I am working on a project where I need to extract specific information from URLs, specifically the environment, domain, and hostname. The URLs have variable subdomains, and I'm having difficulty constructing a regex pattern to capture the required groups.
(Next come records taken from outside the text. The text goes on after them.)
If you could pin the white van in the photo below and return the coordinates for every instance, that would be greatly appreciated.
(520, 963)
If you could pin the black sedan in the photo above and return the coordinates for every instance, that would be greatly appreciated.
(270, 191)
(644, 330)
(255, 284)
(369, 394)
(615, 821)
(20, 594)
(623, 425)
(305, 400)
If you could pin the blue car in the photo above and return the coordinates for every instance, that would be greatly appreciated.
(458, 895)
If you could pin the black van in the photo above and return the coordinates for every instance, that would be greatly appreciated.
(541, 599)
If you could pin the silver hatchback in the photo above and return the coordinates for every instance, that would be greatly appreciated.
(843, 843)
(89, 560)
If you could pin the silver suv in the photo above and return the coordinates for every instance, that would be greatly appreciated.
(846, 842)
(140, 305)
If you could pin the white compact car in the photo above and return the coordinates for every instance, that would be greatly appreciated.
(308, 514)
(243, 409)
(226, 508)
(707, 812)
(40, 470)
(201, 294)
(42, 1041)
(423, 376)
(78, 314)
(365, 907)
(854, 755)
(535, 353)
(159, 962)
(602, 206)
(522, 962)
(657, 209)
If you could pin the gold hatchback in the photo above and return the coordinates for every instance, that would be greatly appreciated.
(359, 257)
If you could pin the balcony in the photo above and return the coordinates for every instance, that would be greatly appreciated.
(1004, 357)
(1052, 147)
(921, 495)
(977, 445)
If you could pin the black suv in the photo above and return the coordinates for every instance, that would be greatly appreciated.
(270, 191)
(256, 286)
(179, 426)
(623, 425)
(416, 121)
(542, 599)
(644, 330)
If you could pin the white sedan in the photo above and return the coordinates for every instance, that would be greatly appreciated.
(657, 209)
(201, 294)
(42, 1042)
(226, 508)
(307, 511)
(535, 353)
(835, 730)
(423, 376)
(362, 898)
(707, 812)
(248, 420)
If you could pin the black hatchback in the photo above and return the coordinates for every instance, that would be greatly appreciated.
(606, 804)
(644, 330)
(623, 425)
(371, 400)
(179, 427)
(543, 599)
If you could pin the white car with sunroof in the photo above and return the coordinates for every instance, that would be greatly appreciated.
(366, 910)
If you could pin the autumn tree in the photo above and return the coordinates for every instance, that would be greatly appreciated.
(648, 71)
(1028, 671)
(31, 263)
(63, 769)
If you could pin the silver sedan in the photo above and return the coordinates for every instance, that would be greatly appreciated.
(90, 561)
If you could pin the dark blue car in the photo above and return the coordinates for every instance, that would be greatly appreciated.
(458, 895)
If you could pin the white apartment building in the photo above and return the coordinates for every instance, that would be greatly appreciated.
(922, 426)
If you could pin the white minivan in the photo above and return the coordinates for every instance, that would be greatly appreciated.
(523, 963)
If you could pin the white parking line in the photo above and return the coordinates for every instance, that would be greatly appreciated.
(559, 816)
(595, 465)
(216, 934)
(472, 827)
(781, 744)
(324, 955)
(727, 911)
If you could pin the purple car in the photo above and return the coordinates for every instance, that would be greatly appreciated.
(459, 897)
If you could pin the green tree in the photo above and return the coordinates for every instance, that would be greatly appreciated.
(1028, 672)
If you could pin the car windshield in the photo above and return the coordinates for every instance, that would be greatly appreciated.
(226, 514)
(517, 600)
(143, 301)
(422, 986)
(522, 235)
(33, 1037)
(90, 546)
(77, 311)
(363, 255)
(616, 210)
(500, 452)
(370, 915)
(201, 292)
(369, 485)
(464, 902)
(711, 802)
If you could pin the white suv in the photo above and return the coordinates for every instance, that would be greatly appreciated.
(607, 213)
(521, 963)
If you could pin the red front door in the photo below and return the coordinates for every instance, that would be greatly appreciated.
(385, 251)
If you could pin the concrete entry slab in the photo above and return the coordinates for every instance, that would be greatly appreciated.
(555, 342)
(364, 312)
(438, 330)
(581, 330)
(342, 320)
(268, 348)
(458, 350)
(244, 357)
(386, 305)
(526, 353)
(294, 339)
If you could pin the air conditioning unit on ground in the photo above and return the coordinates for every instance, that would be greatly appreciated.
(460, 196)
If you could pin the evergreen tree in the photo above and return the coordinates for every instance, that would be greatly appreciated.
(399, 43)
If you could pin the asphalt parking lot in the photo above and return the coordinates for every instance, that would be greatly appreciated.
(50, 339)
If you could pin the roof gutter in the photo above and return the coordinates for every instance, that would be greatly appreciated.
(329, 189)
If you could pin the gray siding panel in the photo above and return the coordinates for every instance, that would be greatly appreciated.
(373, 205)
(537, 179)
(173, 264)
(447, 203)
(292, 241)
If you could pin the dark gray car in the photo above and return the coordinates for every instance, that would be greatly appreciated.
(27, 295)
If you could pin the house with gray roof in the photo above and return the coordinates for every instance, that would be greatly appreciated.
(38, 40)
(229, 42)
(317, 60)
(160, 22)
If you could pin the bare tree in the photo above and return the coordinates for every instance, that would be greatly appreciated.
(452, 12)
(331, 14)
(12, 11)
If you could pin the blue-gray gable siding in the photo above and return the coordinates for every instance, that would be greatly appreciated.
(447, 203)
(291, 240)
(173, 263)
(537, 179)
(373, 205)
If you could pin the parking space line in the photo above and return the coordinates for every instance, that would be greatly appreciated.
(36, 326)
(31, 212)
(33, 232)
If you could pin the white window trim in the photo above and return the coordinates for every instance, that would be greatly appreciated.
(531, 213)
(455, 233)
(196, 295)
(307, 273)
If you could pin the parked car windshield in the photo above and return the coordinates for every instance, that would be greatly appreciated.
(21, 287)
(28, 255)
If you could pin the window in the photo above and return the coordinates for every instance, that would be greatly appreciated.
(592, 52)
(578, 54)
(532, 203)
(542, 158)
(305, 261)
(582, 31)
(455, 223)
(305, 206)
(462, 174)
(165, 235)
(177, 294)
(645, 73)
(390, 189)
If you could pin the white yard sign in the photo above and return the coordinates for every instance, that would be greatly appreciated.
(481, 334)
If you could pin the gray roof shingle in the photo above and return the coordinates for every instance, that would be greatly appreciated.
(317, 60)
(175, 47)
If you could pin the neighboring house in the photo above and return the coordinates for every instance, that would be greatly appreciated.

Link: https://regex101.com/r/4DhLns/3
I need help crafting a regex pattern that can efficiently capture the following groups:
- Group 1: environment (e.g., stage, qa)
- Group 2: hostname (e.g., hostname)
- Group 3: domain (e.g., com)
const regex = /.*(?<environment>(qa|stage*)).*\.(?<hostname>\w+)*\.(?<domain>\w+)$/;
function extractInfoFromURL(url) {
const match = url.match(regex);
if (match) {
return match.groups;
} else {
return null; // URL didn't match the pattern
}
}
const testUrls = [
"https://example.test.qa.sub.hostname.com",
"https://example.test.stage.coonect.hostname.com",
"https://example.qa.hostname.com",
"https://example.hostname.com",
"https://example.stage.hostname.com",
"https://ops-cert-stage-beta.apps.sub-test.minor.qa.test.sub.hostname.com",
"https://ops-cert-qa-beta.apps.sub-test.minor.qa.test.sub.hostname.com",
"https://ops-cert-qa.apps.sub-test.minor.qa.test.sub.hostname.com",
"https://ops-cert-stage.apps.sub-test.minor.qa.test.sub.hostname.com"
];
testUrls.forEach((url, index) => {
const result = extractInfoFromURL(url);
if (result) {
console.log(`Result for URL ${index + 1}:`, result);
} else {
console.log(`URL ${url} did not match the pattern.`);
}
});
Here, the issue is with: https://example.hostname.com, env should be null here and the domain and host should be present.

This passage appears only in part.